Keywords: cryopyrin-associated periodic syndromes, familial cold autoinflammatory syndrome, Muckle-Wells syndrome, neonatal-onset multisystem inflammatory disease, chronic infantile neurological cutaneous and articular syndrome
Over the past decade, our understanding of the clinical and molecular characteristics of hereditary autoinflammatory diseases has expanded tremendously.1,2 The autoinflammatory diseases encompass a wide spectrum, characterized by recurrent episodes of fever and inflammation involving multiple organs and tissues. However, unlike autoimmune disorders, the episodes of inflammation are not associated with high titers of autoantibodies or antigen-specific T cells.1–4 Genetically defined disorders in this disease group include familial Mediterranean fever (FMF) and the tumor necrosis factor (TNF) receptor associated periodic syndrome (TRAPS), which present with episodic fevers and localized inflammation of the serosal membranes, joints, and skin.4 The focus of the current study is the cryopyrin-associated periodic syndromes (CAPS).

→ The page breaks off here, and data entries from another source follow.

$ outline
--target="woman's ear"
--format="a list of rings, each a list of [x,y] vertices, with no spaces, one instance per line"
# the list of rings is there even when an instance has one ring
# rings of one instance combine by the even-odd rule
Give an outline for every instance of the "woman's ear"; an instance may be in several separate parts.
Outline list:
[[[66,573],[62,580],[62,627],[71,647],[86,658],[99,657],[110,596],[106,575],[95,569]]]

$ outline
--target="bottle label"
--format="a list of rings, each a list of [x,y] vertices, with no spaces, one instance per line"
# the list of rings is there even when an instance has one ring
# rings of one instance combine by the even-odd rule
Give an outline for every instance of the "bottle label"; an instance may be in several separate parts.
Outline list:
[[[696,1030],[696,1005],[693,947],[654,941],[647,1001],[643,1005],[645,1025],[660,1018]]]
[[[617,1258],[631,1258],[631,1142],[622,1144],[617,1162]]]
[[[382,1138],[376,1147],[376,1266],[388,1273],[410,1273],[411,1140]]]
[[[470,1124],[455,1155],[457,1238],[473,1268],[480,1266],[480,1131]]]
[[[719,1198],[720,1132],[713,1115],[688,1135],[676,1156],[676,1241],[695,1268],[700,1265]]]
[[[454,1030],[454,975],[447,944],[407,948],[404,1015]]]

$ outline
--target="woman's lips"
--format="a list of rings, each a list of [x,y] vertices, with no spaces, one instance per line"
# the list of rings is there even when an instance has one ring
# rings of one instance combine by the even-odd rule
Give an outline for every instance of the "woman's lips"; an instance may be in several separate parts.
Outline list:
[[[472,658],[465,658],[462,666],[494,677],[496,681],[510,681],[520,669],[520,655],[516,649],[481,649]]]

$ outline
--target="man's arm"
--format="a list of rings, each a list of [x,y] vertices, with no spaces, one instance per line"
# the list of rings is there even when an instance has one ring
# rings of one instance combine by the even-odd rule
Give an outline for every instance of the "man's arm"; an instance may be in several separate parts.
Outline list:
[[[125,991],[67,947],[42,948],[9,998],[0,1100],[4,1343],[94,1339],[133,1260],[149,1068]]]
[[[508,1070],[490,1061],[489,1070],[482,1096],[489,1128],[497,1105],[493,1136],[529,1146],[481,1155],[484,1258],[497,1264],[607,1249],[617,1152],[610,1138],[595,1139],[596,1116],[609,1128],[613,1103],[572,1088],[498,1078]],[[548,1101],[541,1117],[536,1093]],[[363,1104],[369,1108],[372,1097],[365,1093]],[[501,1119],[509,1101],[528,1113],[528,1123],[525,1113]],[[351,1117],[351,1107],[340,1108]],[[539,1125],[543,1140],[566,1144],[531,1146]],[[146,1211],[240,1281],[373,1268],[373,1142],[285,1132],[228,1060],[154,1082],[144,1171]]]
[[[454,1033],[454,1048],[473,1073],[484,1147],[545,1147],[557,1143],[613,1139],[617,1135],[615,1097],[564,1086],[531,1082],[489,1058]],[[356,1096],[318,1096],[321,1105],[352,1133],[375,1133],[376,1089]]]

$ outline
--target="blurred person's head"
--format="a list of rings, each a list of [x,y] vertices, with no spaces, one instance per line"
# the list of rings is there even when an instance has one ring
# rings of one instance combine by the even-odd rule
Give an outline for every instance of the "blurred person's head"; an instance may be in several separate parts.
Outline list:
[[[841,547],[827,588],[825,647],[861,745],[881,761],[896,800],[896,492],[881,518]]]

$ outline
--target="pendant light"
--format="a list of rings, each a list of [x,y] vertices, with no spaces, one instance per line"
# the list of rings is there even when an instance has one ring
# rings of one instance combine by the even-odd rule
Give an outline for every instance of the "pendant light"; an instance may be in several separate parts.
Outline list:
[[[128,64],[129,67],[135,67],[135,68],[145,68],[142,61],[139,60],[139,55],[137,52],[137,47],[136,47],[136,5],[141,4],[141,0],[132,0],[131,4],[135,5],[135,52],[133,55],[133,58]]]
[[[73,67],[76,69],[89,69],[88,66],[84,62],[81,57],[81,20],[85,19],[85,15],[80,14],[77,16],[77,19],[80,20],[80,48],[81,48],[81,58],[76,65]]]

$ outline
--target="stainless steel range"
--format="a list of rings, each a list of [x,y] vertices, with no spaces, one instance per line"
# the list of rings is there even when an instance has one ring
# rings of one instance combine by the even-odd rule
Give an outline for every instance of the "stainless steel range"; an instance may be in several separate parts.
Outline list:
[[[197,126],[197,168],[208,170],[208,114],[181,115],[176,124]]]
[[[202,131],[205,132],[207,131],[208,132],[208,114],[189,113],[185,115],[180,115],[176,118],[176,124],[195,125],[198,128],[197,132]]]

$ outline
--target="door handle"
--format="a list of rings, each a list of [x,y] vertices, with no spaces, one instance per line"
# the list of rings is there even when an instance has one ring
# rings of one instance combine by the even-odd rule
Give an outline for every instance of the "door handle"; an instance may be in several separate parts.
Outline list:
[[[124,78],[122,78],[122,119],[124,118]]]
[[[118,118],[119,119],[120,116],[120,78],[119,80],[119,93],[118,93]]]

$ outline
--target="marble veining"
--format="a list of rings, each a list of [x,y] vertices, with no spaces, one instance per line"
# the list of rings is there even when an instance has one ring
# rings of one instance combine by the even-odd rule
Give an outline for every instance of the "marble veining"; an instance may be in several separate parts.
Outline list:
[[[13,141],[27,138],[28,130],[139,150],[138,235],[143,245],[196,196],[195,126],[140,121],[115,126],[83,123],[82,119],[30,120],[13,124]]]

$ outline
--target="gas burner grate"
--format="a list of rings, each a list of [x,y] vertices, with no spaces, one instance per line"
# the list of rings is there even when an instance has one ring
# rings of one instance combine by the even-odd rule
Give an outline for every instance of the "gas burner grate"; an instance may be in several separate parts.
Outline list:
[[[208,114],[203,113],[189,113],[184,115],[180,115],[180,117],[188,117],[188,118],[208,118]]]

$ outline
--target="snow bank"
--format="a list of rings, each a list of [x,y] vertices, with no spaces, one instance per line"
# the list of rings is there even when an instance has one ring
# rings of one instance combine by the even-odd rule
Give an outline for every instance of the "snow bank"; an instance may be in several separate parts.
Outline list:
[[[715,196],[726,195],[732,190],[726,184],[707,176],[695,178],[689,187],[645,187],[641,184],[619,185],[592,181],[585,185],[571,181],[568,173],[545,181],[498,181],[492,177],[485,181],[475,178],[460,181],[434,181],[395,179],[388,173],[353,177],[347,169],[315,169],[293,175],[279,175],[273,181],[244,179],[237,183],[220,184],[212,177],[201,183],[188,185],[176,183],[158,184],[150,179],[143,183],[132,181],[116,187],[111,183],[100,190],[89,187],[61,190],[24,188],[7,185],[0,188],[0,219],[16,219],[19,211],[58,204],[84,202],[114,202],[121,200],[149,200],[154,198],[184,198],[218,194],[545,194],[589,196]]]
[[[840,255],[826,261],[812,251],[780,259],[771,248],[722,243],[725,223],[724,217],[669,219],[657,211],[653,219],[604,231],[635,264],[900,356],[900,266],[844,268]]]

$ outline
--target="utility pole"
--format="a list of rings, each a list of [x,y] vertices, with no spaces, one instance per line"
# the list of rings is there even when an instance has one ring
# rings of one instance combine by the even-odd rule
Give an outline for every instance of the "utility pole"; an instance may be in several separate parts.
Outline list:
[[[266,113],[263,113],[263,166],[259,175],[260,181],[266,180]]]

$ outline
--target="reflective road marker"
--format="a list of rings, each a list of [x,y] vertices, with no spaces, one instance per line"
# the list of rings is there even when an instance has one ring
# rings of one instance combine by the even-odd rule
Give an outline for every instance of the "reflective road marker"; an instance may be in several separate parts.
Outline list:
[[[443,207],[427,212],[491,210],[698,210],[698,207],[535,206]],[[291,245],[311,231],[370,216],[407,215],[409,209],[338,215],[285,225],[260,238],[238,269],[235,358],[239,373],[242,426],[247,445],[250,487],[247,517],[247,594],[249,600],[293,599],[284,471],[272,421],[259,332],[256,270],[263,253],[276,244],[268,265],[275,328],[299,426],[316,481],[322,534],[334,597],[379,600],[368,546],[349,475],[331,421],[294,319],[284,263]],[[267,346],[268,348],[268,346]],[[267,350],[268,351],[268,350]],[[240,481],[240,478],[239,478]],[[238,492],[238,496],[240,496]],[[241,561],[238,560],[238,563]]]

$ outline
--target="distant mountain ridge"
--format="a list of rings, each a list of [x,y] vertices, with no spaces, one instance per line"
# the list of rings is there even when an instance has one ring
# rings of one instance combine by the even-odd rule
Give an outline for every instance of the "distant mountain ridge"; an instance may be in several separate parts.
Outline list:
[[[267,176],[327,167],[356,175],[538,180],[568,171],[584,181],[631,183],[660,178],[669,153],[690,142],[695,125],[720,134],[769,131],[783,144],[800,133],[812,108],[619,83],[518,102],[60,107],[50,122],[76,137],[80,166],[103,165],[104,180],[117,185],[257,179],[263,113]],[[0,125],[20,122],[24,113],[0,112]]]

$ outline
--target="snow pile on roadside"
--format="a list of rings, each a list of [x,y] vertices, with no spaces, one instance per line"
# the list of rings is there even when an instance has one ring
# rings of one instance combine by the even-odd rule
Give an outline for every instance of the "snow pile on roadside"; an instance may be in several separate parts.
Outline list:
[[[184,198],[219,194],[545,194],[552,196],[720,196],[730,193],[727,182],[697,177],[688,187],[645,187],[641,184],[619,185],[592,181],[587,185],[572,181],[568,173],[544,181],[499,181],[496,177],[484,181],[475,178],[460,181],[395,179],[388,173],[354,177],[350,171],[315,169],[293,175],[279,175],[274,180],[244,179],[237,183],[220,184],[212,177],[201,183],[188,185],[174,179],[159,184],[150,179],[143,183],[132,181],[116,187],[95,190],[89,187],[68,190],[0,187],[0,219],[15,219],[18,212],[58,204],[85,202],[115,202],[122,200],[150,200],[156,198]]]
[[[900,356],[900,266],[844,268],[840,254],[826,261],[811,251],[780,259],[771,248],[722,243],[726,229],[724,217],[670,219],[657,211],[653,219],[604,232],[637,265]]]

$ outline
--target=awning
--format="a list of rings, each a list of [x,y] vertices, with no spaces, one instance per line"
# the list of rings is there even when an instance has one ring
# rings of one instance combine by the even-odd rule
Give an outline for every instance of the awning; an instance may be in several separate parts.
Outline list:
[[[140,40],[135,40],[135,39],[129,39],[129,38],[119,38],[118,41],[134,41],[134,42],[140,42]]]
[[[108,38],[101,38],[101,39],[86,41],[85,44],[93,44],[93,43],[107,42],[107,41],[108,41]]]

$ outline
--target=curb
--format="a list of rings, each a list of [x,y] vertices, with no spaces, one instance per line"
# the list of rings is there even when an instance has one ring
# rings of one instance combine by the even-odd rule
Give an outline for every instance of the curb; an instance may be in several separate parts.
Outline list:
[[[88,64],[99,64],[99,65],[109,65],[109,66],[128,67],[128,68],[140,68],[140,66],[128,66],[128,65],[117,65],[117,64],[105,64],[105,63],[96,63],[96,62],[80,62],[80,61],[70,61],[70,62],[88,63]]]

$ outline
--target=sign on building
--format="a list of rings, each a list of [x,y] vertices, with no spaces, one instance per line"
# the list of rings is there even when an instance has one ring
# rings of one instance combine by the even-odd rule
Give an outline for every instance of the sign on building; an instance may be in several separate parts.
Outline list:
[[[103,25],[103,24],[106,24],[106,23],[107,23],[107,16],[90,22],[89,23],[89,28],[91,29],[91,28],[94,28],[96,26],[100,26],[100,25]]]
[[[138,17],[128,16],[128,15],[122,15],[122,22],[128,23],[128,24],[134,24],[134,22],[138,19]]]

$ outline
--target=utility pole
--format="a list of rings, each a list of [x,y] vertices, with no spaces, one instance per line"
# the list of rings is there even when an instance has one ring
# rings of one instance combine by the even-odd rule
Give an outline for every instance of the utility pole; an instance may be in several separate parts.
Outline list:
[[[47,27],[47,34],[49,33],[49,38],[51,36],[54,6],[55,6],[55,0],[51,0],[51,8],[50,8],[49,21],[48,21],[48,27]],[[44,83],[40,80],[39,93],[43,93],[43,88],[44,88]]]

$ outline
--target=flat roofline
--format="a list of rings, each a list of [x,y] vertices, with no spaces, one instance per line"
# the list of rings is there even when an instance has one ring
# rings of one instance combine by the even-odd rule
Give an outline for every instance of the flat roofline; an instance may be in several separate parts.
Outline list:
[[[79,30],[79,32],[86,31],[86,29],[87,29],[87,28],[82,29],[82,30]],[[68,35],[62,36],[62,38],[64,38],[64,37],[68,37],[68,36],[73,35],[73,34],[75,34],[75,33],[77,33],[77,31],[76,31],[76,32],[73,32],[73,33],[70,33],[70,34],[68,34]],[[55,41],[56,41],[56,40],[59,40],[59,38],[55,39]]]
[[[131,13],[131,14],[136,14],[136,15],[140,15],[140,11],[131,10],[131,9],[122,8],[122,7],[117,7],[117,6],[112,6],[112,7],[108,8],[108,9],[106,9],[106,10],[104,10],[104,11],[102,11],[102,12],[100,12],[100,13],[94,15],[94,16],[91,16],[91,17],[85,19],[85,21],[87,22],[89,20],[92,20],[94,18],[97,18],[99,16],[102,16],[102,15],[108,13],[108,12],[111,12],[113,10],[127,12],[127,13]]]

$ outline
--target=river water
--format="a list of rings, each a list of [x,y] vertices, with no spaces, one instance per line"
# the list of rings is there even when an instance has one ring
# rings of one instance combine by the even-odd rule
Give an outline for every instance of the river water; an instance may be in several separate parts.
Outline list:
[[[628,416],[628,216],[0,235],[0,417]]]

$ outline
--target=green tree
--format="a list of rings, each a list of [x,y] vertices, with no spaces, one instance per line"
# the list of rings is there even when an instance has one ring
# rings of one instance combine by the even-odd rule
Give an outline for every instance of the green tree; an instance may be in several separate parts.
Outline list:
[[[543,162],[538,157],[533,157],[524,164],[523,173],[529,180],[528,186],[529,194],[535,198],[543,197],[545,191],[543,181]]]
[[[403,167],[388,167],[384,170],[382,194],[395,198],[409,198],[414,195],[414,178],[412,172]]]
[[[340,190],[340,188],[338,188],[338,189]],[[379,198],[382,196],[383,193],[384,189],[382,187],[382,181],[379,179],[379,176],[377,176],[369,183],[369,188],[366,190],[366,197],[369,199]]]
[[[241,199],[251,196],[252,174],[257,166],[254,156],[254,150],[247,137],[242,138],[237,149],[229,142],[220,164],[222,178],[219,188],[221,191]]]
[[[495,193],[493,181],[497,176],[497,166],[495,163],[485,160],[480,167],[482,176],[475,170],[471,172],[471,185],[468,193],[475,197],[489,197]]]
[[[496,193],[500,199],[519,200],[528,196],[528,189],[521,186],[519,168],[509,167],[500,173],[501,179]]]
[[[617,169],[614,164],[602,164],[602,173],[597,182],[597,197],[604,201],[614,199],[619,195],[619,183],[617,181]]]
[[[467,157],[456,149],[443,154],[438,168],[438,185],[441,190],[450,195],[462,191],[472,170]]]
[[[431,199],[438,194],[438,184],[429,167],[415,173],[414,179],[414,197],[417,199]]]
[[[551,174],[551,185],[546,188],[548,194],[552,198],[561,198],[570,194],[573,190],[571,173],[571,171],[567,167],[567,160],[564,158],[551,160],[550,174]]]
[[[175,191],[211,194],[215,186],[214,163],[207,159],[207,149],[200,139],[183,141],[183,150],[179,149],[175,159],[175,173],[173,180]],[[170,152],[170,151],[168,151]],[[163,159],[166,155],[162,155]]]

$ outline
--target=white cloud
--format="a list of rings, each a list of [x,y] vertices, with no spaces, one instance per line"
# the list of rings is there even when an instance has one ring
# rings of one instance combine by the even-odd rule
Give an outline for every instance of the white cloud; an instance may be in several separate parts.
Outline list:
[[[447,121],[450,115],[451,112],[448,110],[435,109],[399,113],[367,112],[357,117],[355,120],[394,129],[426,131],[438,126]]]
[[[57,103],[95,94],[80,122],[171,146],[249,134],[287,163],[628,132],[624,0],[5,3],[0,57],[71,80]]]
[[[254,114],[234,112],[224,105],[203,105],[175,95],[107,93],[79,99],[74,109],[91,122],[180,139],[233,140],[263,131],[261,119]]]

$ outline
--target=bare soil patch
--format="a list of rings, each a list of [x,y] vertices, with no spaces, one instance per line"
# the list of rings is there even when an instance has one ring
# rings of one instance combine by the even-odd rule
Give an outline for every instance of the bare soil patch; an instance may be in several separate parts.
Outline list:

The disease spectrum of CAPS includes the familial cold autoinflammatory syndrome (FCAS), Muckle-Wells syndrome (MWS), and neonatal-onset multisystem inflammatory disease (NOMID), also known as CINCA (chronic infantile neurological cutaneous and articular syndrome). They are caused by missense mutations in the cold-induced autoinflammatory syndrome-1-gene (CIAS1), also referred to as NLRP3 or NALP3.4 This genetic defect has been linked to the overproduction of interleukin-1β (IL-1β) both in vitro and in patients, suggesting that IL-1 blocking therapy might be beneficial.5 Treatment with IL-1 blocking agents such as anakinra, a recombinant IL-1 receptor antagonist, has been very effective in these patients.6
The clinical manifestations of CAPS are a continuum of disease severity with overlapping phenotypic features, but can be separated on the basis of their organ manifestations and the disease triggers. FCAS, the mildest form of CAPS, is characterized by recurrent and short-lived episodes of rash, fever, arthralgias, and conjunctivitis that are triggered by exposure to cold.4,7 Symptoms occur early and in many patients within the first 6 months of life. Most patients have a normal life span, and the development of complications from chronic inflammation such as amyloidosis and hearing loss (HL) is rare. Patients described as having MWS present with recurrent attacks of rash, fever, arthralgias, and conjunctivitis. However, their disease is typically not triggered by exposure to cold. Patients with MWS develop more severe ocular and central nervous system (CNS) symptoms including uveitis, episcleritis, and headaches.4,7 Hearing loss is described in many patients in their second and third decades of life, and the development of amyloidosis has been reported in up to 30% of patients.4,7
NOMID is the most severe form of CAPS and has the worst prognosis. Because of the severe phenotype, patients do not reproduce and the mutations occur sporadically. Symptoms typically occur at birth or in early infancy and include rash, fever, and joint inflammation. Joint manifestations vary in severity, ranging from arthralgias with swelling and effusion to debilitating arthropathy resulting from excessive bony overgrowth occurring in one-third of the patients.3,4,7 Ocular manifestations of NOMID are also severe and include uveitis, optic atrophy, and blindness in 25% of patients.3 CNS involvement is the most devastating feature of NOMID and can present as chronic headaches, papilledema, aseptic meningitis, seizures, and cerebral atrophy.6,7 Interestingly, in NOMID patients, genetic mutations in CIAS1 can be found in only about 60% of patients; however, the clinical characteristics of “mutation-negative” patients with NOMID and their response to therapy do not differ.6 Sometimes, the phenotype between NOMID and MWS overlaps.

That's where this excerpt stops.